The issue of self-driving vehicles may be the most obvious.

Who is responsible? Insurers and lawyers are already debating the issue. And despite the fact that related experimental vehicles have driven millions of miles in tests on actual roads, before drivers will be allowed to exploit the full potential of self-driving technology, legal knots will have to be worked out. And in order for that to happen, the AI algorithms will have to be able to explain how they make their decisions.

Until then, humans will have to take responsibility for decisional processes. And this limits the potential of AI.

Therefore, the future of ‘AI explainability’ is the future of AI itself.

AI will also need to explain itself, given its enormous philosophical implications.
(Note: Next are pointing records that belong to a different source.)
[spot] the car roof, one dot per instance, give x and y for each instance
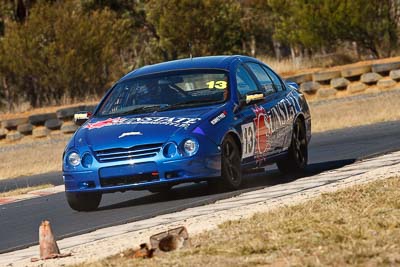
(210, 62)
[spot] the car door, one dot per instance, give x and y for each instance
(285, 109)
(254, 118)
(273, 99)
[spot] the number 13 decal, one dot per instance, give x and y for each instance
(248, 137)
(217, 84)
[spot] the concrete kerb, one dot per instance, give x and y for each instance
(113, 240)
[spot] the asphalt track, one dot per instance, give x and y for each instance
(19, 221)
In the Bible, the Creator asked Adam and Eve not to eat the fruit from the Tree of the Knowledge of Good and Evil. The Creator offered no explanation for the demand; and his two most valuable creations, Adam and Eve, defied the command. In the Bible, God expelled the two from eternal life. Mankind will not have this luxury. AI technology, like all other technology before it, cannot be expelled from the world-no matter how hard luddites may try. Yet, the ‘forbidden fruit’ story does pose two crucial A.I. problems:

Will AI systems also become independent enough to think for themselves and defy human orders (as many fear and as science fiction has suggested)? And why should humans abide by decisions taken by AI systems?
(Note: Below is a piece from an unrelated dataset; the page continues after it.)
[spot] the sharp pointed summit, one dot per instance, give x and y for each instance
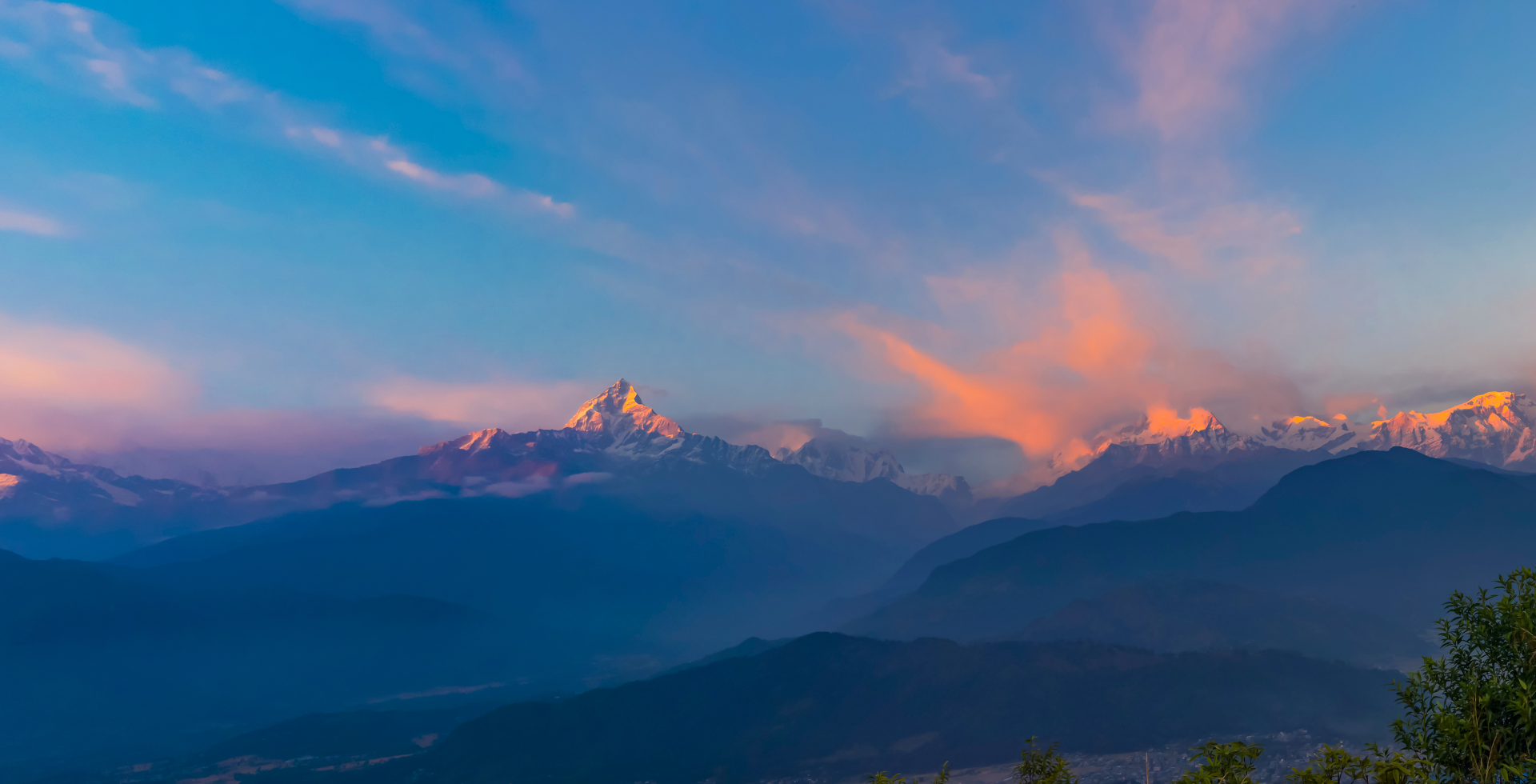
(619, 412)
Of the two, the one that must be addressed first is the latter question.

In the opinion of many, including unlikely sources involved in selling AI dependent technologies – such as Elon Musk of Tesla Motors and SpaceX – artificial intelligence suffers from excessive opacity. Artificial intelligence technologies have generated programs that peruse curricula, cover letters, medical diagnostics or loan applications. Nevertheless, these programs make decisions in ways that seem arbitrary. Or, rather, they make decisions that neither the humans in control nor the programs can explain. Programmers and users simply cannot track the multitude of calculations that the AI program has used to reach its conclusion.
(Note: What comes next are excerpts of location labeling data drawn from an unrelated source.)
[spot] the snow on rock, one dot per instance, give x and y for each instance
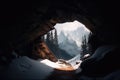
(75, 62)
(25, 68)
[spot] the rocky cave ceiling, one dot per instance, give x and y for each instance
(23, 22)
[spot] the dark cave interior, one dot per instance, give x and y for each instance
(22, 23)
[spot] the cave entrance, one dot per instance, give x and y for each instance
(68, 40)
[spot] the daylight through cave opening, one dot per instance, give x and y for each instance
(68, 40)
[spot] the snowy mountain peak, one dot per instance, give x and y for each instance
(70, 36)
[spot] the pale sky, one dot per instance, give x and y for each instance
(68, 26)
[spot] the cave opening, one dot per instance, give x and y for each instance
(68, 39)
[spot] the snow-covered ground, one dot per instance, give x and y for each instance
(25, 68)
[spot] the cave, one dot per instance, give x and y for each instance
(22, 26)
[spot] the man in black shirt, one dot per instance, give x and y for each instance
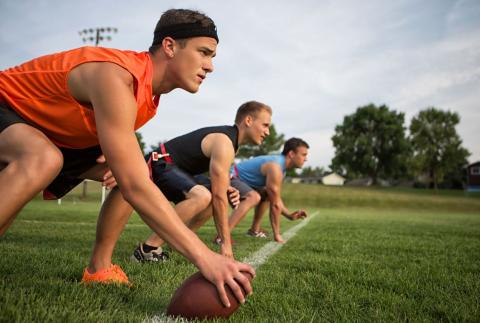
(173, 170)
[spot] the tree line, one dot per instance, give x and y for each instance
(372, 142)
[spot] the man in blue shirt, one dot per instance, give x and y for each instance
(261, 183)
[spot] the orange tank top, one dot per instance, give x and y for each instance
(37, 90)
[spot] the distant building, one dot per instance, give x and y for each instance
(360, 182)
(333, 179)
(473, 177)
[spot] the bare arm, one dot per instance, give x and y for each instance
(108, 88)
(220, 150)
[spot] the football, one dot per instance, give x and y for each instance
(198, 298)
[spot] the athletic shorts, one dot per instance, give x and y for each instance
(75, 161)
(174, 182)
(8, 117)
(244, 188)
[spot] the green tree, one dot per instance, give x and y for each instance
(273, 143)
(141, 143)
(437, 148)
(371, 142)
(309, 171)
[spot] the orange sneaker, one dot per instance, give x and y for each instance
(111, 275)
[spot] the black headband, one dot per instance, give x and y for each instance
(180, 31)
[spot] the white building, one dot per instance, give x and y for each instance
(333, 179)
AI technology—if we can even use that plebeian term to describe something that’s as revolutionary as the discovery of fire—will be a turning point for humanity, not just the economy, making our lives better. It’s on the brink of devising systems, whether machines or processes, that can think, feel and even worship their creators…humans. Indeed, humanity has truly reached an Olympian moment. It has evolved to the point of having reshaped the world physically, it has now reached a stage where it can literally play ‘God’. If humans are now in a position to create ever more sentient ‘machines’, there are no guarantees that the machines will be happy to serve and obey their creators all of the time.